Trends

Lawmakers Eye Piracy Prevention Legislation

Lawmakers have revived legislation that could provide a huge boost to efforts by music and movie studios to curb online piracy by letting federal agencies write rules that outlaw tactics used to copy programs when they are broadcast.

Two bills on Capitol Hill dealing with so-called broadcast flags are now being circulated for comment. The legislation is seen as a response to court rulings that struck down earlier attempts by the Federal Communications Commission (FCC) to put broadcast flag rules in place.

Help From Congress

A third bill, meanwhile, is being passed around that would require device makers to ensure that digital protections are kept in place if a recording is transferred from digital to analog form. One way around embedded digital rights tools is to convert a recording to analog.

The non-profit group Public Knowledge, which helped overturn broadcast flag rules in court, said on its Web site that it appears some lawmakers will attempt to attach the legislation to a digital television bill now making its way through Congress.

Broadcast flag rules would require that makers of consumer electronics and computers make devices that are able to read and obey “flags,” or signals embedded in digital television transmissions. Those flags would then prohibit the transmission from being copied in certain ways, including being uploaded to the Internet for sharing.

Public Knowledge fought the flag on the grounds that it unfairly limited how consumers could manipulate the broadcast signals they were receiving and that the FCC had exceeded its authority. It and other groups say studios are also pushing the limits by claiming the need to extend flags and other technology to include digital radio signals.

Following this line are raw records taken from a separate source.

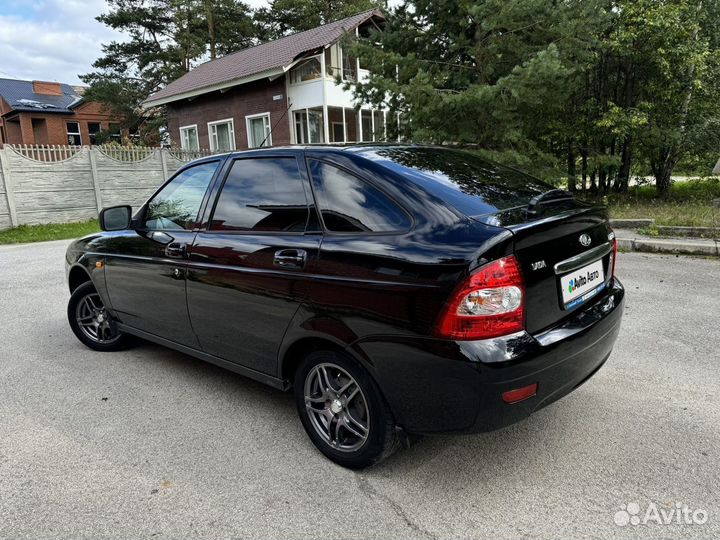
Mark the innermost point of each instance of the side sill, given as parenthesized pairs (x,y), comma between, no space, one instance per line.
(264,378)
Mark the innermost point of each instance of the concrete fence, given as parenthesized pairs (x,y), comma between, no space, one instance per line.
(51,184)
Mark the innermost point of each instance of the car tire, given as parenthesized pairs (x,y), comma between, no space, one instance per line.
(91,323)
(336,398)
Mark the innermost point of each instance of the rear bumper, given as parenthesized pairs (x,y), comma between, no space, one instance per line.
(437,386)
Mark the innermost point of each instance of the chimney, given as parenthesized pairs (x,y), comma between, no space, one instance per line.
(47,88)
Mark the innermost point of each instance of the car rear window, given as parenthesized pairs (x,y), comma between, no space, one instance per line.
(467,182)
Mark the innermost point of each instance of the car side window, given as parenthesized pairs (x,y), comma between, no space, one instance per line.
(262,194)
(176,206)
(348,204)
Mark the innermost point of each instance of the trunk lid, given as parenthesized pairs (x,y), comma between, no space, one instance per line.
(549,247)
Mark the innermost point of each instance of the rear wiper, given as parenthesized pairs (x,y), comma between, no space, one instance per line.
(553,195)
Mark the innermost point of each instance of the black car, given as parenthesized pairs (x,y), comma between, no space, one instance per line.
(396,289)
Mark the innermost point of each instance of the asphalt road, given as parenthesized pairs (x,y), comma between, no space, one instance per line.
(152,443)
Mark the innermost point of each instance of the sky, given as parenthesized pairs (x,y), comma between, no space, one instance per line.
(53,40)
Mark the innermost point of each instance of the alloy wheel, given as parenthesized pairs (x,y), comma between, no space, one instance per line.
(337,407)
(94,320)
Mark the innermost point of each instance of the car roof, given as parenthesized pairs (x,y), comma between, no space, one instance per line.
(356,148)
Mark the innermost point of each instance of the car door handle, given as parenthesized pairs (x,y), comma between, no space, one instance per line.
(176,250)
(290,258)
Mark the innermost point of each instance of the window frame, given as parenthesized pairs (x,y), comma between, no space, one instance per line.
(306,185)
(68,132)
(300,64)
(90,133)
(141,217)
(268,129)
(364,180)
(182,139)
(214,123)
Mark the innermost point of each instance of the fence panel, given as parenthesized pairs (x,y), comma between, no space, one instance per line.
(54,184)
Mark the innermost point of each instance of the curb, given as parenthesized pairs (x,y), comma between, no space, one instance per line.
(631,223)
(668,245)
(692,232)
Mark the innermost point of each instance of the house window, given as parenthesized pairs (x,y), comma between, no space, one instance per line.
(222,135)
(306,71)
(312,133)
(73,132)
(339,63)
(189,138)
(94,128)
(114,130)
(258,126)
(338,132)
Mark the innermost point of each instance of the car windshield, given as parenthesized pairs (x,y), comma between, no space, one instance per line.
(471,184)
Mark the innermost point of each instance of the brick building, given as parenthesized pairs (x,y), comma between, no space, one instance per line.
(279,92)
(37,112)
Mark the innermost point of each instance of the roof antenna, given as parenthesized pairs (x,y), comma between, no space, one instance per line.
(262,144)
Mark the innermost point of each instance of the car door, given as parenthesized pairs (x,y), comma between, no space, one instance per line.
(247,271)
(145,267)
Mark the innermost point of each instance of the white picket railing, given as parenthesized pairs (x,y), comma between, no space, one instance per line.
(45,152)
(52,152)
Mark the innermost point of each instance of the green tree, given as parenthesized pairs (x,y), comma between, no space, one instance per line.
(495,73)
(599,85)
(165,39)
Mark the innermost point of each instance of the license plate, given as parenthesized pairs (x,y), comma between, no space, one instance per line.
(582,284)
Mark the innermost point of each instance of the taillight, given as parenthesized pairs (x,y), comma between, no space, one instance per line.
(489,303)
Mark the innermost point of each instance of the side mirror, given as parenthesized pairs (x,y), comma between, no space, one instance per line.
(115,218)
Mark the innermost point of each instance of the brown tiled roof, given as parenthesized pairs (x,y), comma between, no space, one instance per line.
(272,55)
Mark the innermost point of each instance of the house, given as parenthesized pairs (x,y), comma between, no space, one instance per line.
(276,93)
(38,112)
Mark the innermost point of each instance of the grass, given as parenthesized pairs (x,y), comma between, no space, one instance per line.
(690,203)
(51,231)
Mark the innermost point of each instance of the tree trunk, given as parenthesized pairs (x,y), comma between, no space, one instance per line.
(584,167)
(664,167)
(212,38)
(571,167)
(623,177)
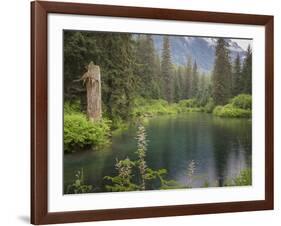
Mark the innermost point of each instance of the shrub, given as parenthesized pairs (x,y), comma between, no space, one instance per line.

A Federal Appeals Court agreed in May and as a result both the Recording Industry Association of America (RIAA) and the Motion Picture Association of America (MPAA) stepped up efforts to lobby federal lawmakers to push through new legislation to give the FCC that authority.

Suddenly Revived

A hearing on the bills is slated for tomorrow before the House Subcommittee on Courts, the Internet, and Intellectual Property. Among those slated to testify are RIAA and MPAA executives, along with the president of Public Knowledge and a lobbyist representing the Home Recording Rights Coalition and the Consumer Electronics Association.

Electronic Frontier Foundation (EFF) activism coordinator Danny O’Brien said taken together the bills could spell the end of personal control of electronic devices and content alike.

“Forget, realistically, that your computer will ever be under your control again,” O’Brien said. “Video content will be crippled, far more than it ever was in its old analog home.”

Consumers will be limited to authorized recording methods and the rules will make it “near impossible” for circumvention even for what today is considered fair use, he added.

“The law is littered with throwaway requirements that would smack our economy and social norms in the face as well,” O’Brien said.

The EFF also expressed concern that the flag legislation would make dozens of existing products illegal and if passed 20 years ago, would have prohibited the development or marketing of the VCR.

Repeat Performance

But supporters say the stakes are high and that protection is needed for content owners soon. Without it, they say, many studios will stop authorizing broadcasting of their content over the air rather than subject it to piracy. Instead, the argument goes, they will turn to paid platforms where additional protections against piracy are already in place.

Those watching the legislation say pressure is mounting to pass some form of the broadcast flag legislation, though it may be in altered form by the time the House and Senate come to agreement on final language. Consumer groups have managed to water down earlier versions of similar legislation, for instance getting the INDUCE Act, which would have let studios sue device makers directly, stripped out of an online privacy bill passed late in the legislative session last year.

Meanwhile, similar legislation is being put forward in Europe, where a coalition of content owners is pushing a slightly different, and some say even more restrictive version of broadcast flags.